Fears are growing in the world about the impending humanitarian catastrophe in the country.

On Tuesday, the G20 countries are holding a special summit organized by Italian Prime Minister Mario Draghi. The situation in Afghanistan is central to the plan, as fears of an impending humanitarian catastrophe are growing in the world after the return of the Taliban to power in this country.

Since the Taliban took control of Afghanistan on August 15, the country has experienced an almost complete collapse of its economy, exacerbated by drought and poverty after decades of war and creates the risk of mass flight of residents.

“The focus of the summit is on providing urgent humanitarian support to the Afghan population, combating terrorism, ensuring freedom of movement within the country and open borders,” Draghi’s press service said in a brief statement.

The video conference started at 11:00 GMT and was supposed to last about two and a half hours.
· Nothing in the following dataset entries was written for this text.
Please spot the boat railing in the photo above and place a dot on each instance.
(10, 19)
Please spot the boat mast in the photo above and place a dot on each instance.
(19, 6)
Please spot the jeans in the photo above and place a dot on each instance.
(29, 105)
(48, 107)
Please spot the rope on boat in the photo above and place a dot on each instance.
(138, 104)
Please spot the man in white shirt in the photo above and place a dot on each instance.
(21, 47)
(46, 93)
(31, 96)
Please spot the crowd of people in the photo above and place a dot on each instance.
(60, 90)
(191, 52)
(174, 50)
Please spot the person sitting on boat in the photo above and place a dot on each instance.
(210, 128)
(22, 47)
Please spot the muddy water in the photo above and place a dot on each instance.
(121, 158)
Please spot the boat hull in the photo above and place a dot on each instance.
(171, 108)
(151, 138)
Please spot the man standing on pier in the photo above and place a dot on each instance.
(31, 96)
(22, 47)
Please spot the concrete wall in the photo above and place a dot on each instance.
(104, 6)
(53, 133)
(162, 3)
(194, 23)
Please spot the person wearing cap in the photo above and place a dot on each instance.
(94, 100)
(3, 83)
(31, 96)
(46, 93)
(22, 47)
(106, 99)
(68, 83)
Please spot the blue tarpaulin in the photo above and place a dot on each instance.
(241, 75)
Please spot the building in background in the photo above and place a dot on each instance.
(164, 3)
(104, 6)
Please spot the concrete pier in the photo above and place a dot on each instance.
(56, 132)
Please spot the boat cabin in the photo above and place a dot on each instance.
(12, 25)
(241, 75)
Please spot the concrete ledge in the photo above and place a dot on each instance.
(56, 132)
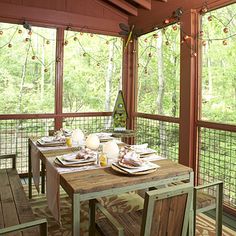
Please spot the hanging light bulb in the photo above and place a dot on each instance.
(209, 18)
(155, 36)
(225, 42)
(174, 27)
(204, 43)
(186, 37)
(226, 30)
(167, 21)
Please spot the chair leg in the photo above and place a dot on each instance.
(194, 210)
(219, 209)
(44, 229)
(92, 206)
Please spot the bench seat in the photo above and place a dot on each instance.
(16, 215)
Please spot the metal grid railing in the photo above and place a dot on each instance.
(160, 135)
(14, 136)
(92, 124)
(217, 161)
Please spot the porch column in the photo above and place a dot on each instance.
(59, 79)
(188, 88)
(129, 80)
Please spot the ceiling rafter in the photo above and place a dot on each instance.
(144, 3)
(125, 6)
(131, 7)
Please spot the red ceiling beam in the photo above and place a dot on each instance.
(144, 3)
(125, 6)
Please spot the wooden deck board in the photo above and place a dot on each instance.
(24, 211)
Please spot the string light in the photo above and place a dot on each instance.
(225, 28)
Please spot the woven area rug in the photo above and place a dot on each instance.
(125, 202)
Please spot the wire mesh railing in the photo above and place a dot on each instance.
(14, 134)
(217, 161)
(160, 135)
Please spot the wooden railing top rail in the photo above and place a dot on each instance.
(156, 117)
(51, 115)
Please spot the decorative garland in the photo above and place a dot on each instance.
(28, 39)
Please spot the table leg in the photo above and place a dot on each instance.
(29, 170)
(76, 214)
(43, 177)
(92, 208)
(192, 216)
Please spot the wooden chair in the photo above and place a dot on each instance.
(166, 212)
(203, 202)
(15, 211)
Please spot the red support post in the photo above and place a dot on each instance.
(59, 78)
(188, 89)
(129, 80)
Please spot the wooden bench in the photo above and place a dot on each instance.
(16, 215)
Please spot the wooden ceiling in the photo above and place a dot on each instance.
(131, 7)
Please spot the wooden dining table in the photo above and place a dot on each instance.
(101, 182)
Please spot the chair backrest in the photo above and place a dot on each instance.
(167, 210)
(10, 156)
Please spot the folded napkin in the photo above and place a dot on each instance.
(86, 153)
(83, 157)
(132, 158)
(51, 141)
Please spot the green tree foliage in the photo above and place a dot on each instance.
(218, 65)
(27, 62)
(86, 60)
(149, 71)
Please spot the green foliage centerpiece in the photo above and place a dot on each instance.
(120, 113)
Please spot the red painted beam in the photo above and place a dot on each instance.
(125, 6)
(144, 3)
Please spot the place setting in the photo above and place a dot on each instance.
(130, 163)
(57, 139)
(83, 157)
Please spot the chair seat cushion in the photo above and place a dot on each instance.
(205, 200)
(131, 221)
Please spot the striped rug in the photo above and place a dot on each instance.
(205, 225)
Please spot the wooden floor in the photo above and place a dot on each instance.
(228, 220)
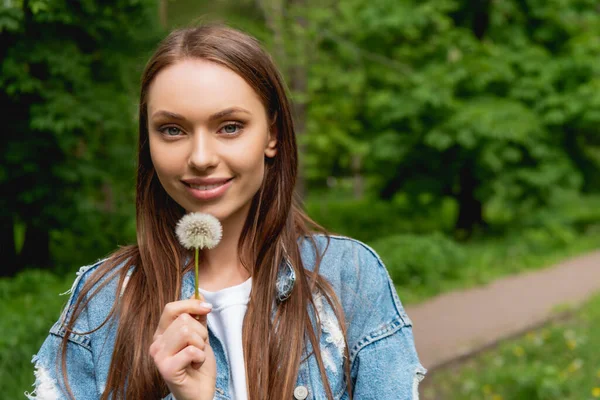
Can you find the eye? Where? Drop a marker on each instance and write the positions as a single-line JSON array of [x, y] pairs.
[[171, 131], [232, 128]]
U.S. President Joe Biden, Indian Prime Minister Narendra Modi, and the G20 European countries leaders are invited to the summit. Meanwhile, President Xi Jinping did not connect to the video broadcast. It is also unclear whether Russian President Vladimir Putin will take part. This highlights the differences in the positions of the parties on the issue of Afghanistan.

“The main problem is that Western countries associate the difficulties that have arisen with the way the Taliban govern the country, including their attitude towards women, while China and Russia adhere to a policy of non-interference,” said a diplomatic source close to the situation.

The summit is also attended by UN Secretary-General Antonio Guterres, who stressed the central role of the organization in relations with Afghanistan, which is partly due to the reluctance of many countries to maintain relations directly with the Taliban.

The country’s banks are running out of money; civil servants are not paid salaries and rising food prices.

“The crisis affects at least 18 million people – half of the country’s population,” Guterres told reporters in New York on Monday, adding that with winter approaching, a large-scale UN relief operation is becoming particularly urgent.

Italy, currently occupying the transitional post of chairman of the G20, has worked hard to organize the meeting. However, the group members strongly disagree on dealing with Afghanistan after the withdrawal of American troops from the country.

China has publicly demanded the lifting of economic sanctions against Afghanistan and the return to Kabul of billions of dollars from the country’s frozen international assets.

The United States and the United Kingdom oppose such a move, where many of these assets are stored.

Guterres on Monday called for a significant injection of liquidity into the Afghan economy but said the funds should not be channeled through the Taliban. The European Union on Tuesday said it would provide an additional 700 million euros ($810 million) in emergency aid to Afghanistan and its neighbors.

Two neighboring states, Pakistan and Iran, were not invited to the G20 summit. Still, Qatar, which has assumed a vital role as a mediator between the Taliban and the West, took part in a video conference.

The virtual summit comes just days after senior U.S.and Taliban officials met in Qatar to hold their first face-to-face talks since the Taliban came to power.